The micro-drilling experiments performed in burst mode have highlighted a stronger influence of the fabrication speed on the quality of the through-holes generated, for the same mode density as before (5000 pulses mm−1). In particular, with the BM types featured by a smaller number of pulses inside the packet, evident thermal effects manifesting with strong cracks could be observed. On the other hand with respect to the single mode machining regime, it is possible for a fixed pulse density to drill through-holes in the BM regime with higher fabrication speed and thus with a faster machining process, provided a lower burst energy is considered. Our results seem to indicate that thermal effects leading to dark halos around the holes remain nevertheless the drawback of the BM regime machining, and suitable energy and pulse density parameters must be chosen for a careful optimization of the quality of the micro-hole to be drilled. In particular, we have shown that by reducing the pulse density, more regular through-holes and cleaner apertures at the sample surfaces can be in fact more effectively generated (with a larger fabrication speed) in the single-pulse fabrication regime than in the burst mode regime. In other words, it is important to adjust the pulse density below a critical level such to avoid mechanical stresses at the sample surfaces.

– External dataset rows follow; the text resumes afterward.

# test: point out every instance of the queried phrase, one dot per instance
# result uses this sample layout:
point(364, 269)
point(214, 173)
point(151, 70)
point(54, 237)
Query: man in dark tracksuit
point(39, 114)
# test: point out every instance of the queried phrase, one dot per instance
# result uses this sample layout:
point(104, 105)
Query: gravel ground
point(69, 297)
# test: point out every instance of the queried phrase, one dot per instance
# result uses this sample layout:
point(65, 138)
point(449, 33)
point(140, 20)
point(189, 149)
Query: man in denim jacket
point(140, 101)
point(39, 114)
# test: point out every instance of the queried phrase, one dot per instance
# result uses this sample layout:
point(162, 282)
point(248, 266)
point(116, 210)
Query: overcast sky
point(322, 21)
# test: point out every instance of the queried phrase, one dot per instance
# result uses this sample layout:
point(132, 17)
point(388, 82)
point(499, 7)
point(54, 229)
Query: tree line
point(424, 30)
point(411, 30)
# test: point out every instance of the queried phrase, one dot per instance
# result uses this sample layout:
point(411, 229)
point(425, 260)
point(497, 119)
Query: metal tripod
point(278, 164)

All this suggests that the choice of the machining regime to be used for BB micro-hole drilling (i.e., the single-pulse or the BM machining regime) depends on the target (better quality, no cracks, higher fabrication speed) one would like to reach. To conclude, BM is advantageous with respect to the single-pulse mode fabrication in terms of lower energy per pulse needed and higher speed of drilling. The drawback of the BM is the presence of stronger thermal effects leading to potential surface cracks. Finally, our results confirm that the interaction of the laser beam with the material is not only influenced by the incident beam fluence, but also by the intensity of the single pulses and the temporal and spatial distances between these or between the bursts, and that these parameters play an important role in the outcome of the machining.